How to replace anomalous 0x0 double elements from a cell array of "character vectors"?

53 views (last 30 days)
I am creating a decently big table where apparently some rows contain missing data. These missing data elements are stored as 0x0 double ([]) by default, where the variable is actually expected to be of character vector type. This essentially converts the column into a generic cell array instead of the required character vector cell array. Thus, making it impossible to convert the field into categorical or change data types or use unique function etc.
Error message on using categorical function with this cell array as primary argument:
Error using categorical (line 358)
Could not find unique values in DATA using the UNIQUE function.
Caused by:
Error using matlab.internal.math.uniqueCellstrHelper
Cell array input must be a cell array of character vectors.
As I require the data contained in the other variables of the same row, I don't want to remove these rows entirely. What should be done to replace these anomalous double values by some character (eg: NA)?

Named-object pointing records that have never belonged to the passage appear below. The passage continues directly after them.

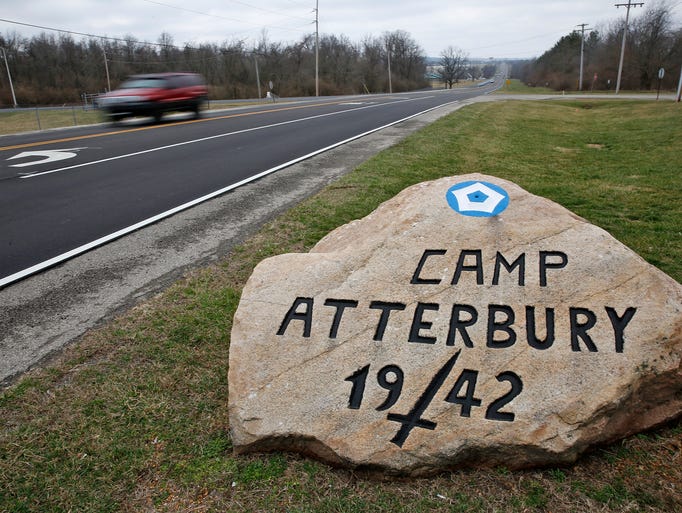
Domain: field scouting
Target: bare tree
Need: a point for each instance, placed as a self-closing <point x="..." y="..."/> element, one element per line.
<point x="453" y="65"/>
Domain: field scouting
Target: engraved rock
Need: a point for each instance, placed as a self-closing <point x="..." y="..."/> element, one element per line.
<point x="465" y="322"/>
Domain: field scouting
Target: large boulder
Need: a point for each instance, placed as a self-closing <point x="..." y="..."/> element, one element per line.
<point x="465" y="322"/>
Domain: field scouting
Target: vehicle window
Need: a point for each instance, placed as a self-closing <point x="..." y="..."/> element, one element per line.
<point x="142" y="83"/>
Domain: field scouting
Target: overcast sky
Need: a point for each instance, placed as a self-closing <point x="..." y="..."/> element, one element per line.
<point x="482" y="28"/>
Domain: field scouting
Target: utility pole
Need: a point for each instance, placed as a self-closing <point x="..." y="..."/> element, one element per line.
<point x="9" y="76"/>
<point x="582" y="51"/>
<point x="625" y="32"/>
<point x="317" y="47"/>
<point x="390" y="85"/>
<point x="255" y="60"/>
<point x="106" y="68"/>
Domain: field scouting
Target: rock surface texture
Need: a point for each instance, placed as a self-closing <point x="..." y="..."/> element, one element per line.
<point x="465" y="322"/>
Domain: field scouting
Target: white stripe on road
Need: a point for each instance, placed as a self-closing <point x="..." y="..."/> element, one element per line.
<point x="120" y="233"/>
<point x="194" y="141"/>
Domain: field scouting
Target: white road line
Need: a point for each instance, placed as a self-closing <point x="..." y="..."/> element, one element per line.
<point x="120" y="233"/>
<point x="194" y="141"/>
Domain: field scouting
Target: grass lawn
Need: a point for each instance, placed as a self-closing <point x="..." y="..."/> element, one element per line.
<point x="134" y="416"/>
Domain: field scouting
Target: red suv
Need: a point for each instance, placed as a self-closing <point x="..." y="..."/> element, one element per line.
<point x="155" y="94"/>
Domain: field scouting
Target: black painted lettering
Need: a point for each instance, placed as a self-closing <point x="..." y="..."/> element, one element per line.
<point x="394" y="386"/>
<point x="414" y="418"/>
<point x="418" y="324"/>
<point x="493" y="412"/>
<point x="579" y="329"/>
<point x="531" y="332"/>
<point x="467" y="400"/>
<point x="416" y="278"/>
<point x="504" y="325"/>
<point x="477" y="266"/>
<point x="293" y="315"/>
<point x="341" y="305"/>
<point x="619" y="324"/>
<point x="386" y="309"/>
<point x="520" y="262"/>
<point x="559" y="260"/>
<point x="457" y="324"/>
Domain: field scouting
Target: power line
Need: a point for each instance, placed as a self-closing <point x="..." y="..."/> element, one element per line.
<point x="73" y="32"/>
<point x="218" y="16"/>
<point x="625" y="32"/>
<point x="583" y="27"/>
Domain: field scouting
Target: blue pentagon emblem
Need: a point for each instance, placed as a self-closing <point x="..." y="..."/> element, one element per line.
<point x="477" y="199"/>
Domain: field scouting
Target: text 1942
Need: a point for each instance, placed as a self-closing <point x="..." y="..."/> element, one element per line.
<point x="463" y="393"/>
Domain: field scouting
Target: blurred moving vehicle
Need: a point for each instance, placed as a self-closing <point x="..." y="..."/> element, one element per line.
<point x="155" y="94"/>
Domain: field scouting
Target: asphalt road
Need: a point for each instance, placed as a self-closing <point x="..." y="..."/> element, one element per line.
<point x="64" y="195"/>
<point x="124" y="178"/>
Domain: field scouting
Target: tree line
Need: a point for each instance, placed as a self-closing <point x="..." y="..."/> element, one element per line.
<point x="53" y="69"/>
<point x="652" y="43"/>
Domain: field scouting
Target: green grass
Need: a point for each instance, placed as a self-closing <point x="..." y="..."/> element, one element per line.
<point x="515" y="86"/>
<point x="134" y="417"/>
<point x="12" y="122"/>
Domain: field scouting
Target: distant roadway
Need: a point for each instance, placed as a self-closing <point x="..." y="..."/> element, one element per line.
<point x="94" y="218"/>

I have tried using standardizeMissing but wasn't able to come up with a satisfactory solution.
Example data:
>> disp(a)
{'A' }
{'B' }
{0×0 double}
{'B' }
{'C' }

Accepted Answer

KSSV
KSSV on 8 Jun 2021
a = [{'A' }
{'B' }
{0}
{'B' }
{'C' }] ;
idx = cellfun(@ischar,a) ;
a(~idx) = {'NA'}

More Answers (2)

Deepu George Kurian
Deepu George Kurian on 8 Jun 2021
I just happened to stumble upon a shorter solution.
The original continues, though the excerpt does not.